006. 闇に…

 夢を見ているようだ…。

 真っ暗な場所に俺はいる。どこまで歩いても真っ暗だ。

 何もない…いくら歩いても同じような場所で何も変わらない。


 一体ここはどこなんだ…?


 暫く経つと風景が変わった。今度は幼い頃の夢だ。

 確か…あれは辺境伯家の子ども。兄妹が父親に連れられ王宮で何度も遊んだ。兄のリアムはディーン兄様と同じ年だったから二人で遊んでいると俺は一緒に遊んでもらえなかった。最初は仕方なく妹のミシュアと遊ぶことにした。『女の子と何していればいいかわからないし面倒くさい』と思っていたが、意外にもミシュアと一緒にいるのは楽しかった。

 二度目からは庭園で隠れるように二人だけで居られるのが嬉しかった。庭園の花を摘み、ミシュアに渡しながら俺は言った。

「ミア!大きくなったら僕と結婚してくれ…」

 顔を真っ赤にしながらそっと花を差し出した。

 まだこの頃は舌足らずの所為せいか《ミシュア》と呼べずにいた。

「……☆ ♡ % □ △ ◯ ……?!」

 ミシュアが何と言っているのかわからない。

 笑顔でアルフェリスに話しかけてきたはずなのにミシュアの言葉が何を言ったのかわからない。

 笑いかけてくれたミシュアの顔が段々と黒いインクで塗り潰されていった。ミシュアだけではなく王宮の庭園も真っ黒になりやがて空も黒くなった。

 ただそこにはアルフェリスが佇んで薔薇の花が残っていた。


 真っ黒な空間に真っ白な薔薇。


 白い色だったはずの薔薇が赤みを帯びた。花弁はなびらの間から血のように真っ赤なものが流れ出す。まるで自分が身体の一部から流しているかのように…。

 花弁から流れ出たものはアルフェリスの瞳からも流れ出す。

 瞬きもせずにただ流れるのをそのままに。


 気づけば赤く染まった薔薇も暗闇へと消えていった。

 ここは現実なのか?それとも夢なのか?そもそも俺は死んだのか?それさえも分からない。暗闇の中で音さえ聞こえない。

 繰り返される夢の中でただ一人でいることが段々とアルフェリスの心を冷たく閉ざしていく。


 さらに別の夢を見た。輪郭だけの顔。その顔には黒と緑が入り交じった色で塗られた顔だった。男なのか女なのか服装も騎士服なのか貴族服なのか、まったくわからない人形ひとがたのようなものだった。ただ手には長剣を握っていることだけははっきりとわかった。


 ―お前は誰だ?―


 聞いたところで答えは返ってこない。理性も知性もないのかただモノは剣を振りかざしてくるだけ。そのモノは剣の先をアルフェリスに向けて罵詈雑言を口にしていた。

 ―何でお前が生きているんだ?!―

 ―お前よりも俺の方ができるんだ、お前が邪魔だ!!-

 ―お前なんか死ねばいいんだ!―

 殺意を剥き出しにした言葉とともにそのモノが持つ剣が振り下ろされた。

 アルフェリスは肩から斬られたと思い、手で自分の身体を触ってみる。指の間から流れる血を見つめているが痛みは全く感じない。痛みを感じないが血はどんどん流れていく。血が流れているのだと頭でわかるとその場で倒れ意識を失う。

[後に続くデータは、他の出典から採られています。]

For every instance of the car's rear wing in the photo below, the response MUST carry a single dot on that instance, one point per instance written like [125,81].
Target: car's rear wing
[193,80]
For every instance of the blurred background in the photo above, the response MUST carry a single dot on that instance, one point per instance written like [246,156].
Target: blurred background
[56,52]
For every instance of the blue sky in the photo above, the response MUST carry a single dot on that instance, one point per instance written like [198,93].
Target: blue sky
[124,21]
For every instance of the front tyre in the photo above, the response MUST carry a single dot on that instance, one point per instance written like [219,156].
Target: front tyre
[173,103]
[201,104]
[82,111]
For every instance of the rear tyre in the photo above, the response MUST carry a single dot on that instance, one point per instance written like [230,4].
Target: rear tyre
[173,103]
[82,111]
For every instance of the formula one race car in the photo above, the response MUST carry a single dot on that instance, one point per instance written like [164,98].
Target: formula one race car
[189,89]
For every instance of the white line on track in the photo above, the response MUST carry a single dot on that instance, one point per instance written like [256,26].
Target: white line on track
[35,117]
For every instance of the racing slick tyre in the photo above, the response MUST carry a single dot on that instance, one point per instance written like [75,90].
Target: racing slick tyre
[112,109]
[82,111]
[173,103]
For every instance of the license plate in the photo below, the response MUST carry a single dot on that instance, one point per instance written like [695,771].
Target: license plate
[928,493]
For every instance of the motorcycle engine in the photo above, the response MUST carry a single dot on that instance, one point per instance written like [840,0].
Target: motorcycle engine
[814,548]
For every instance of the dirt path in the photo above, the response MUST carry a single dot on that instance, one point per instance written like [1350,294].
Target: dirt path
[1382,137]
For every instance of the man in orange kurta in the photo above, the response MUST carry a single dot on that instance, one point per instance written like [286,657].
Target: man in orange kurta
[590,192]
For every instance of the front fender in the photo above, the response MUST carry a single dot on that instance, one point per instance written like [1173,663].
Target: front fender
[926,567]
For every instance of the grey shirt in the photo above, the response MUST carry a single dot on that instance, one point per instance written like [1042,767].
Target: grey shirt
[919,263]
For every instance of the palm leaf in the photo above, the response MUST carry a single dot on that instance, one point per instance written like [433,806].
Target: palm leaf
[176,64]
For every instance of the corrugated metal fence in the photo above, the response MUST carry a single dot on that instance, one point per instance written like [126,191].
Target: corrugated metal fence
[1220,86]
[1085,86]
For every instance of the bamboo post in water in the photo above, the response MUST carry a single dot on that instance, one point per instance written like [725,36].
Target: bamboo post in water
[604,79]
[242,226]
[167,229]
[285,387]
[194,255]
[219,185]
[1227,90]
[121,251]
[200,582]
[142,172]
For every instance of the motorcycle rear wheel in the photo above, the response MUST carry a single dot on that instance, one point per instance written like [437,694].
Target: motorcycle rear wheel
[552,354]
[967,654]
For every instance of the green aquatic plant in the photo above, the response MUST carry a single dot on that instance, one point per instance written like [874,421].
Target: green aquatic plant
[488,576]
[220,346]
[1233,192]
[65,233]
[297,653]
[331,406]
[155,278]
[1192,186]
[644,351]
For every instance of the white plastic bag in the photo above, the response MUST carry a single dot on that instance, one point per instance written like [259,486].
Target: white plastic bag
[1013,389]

 そんなことが何度も繰り返されもう目覚めることさえできないのだと諦めて苛立ちを感じた。


 どのくらい時間が流れたのかわからない。アルフェリスは暗闇の中でまた目を覚ました。

 今度は現実なのか?と考えているがさっきの夢の中で見たはずの自分の身体の傷がなくなり流れていた血も消えていた。

 自分がどこにいるのかさえ分からない暗闇の中、モノから剣で体を斬られ血を流し続けたため立った姿勢でいることも辛くなりその場でしゃがみ込んだ。

 それでもモノは剣で執拗に暗闇の中で襲ってきた。そのうちアルフェリスはモノに反応を示さなくなっていた。その時すでにアルフェリスの瞳には光がなくなっていた。


 何日も何ヶ月も何年も…暗闇の中で過ごしているような気がしてきた。

 この暗闇に居る限り死ぬことはないのだと理解してきた。

 何度目かの同じ夢を見ていた。

 だがその暗闇には今までにない柔らかい暖かな光がアルフェリスの身体を包んだ。

 暗闇に慣れすぎていたアルフェリスには眩しすぎる光だった。

 左の腕で目を覆うようにしながら右の手で光を払い除けるような仕草をしていた。

 けれど光は払えるわけではなかった。アルフェリスの身体に纏わりついた光は体を包むようにしてやがて中に吸収され消えた。

 光が消えるとまた今までと同じような暗闇が戻ってきた。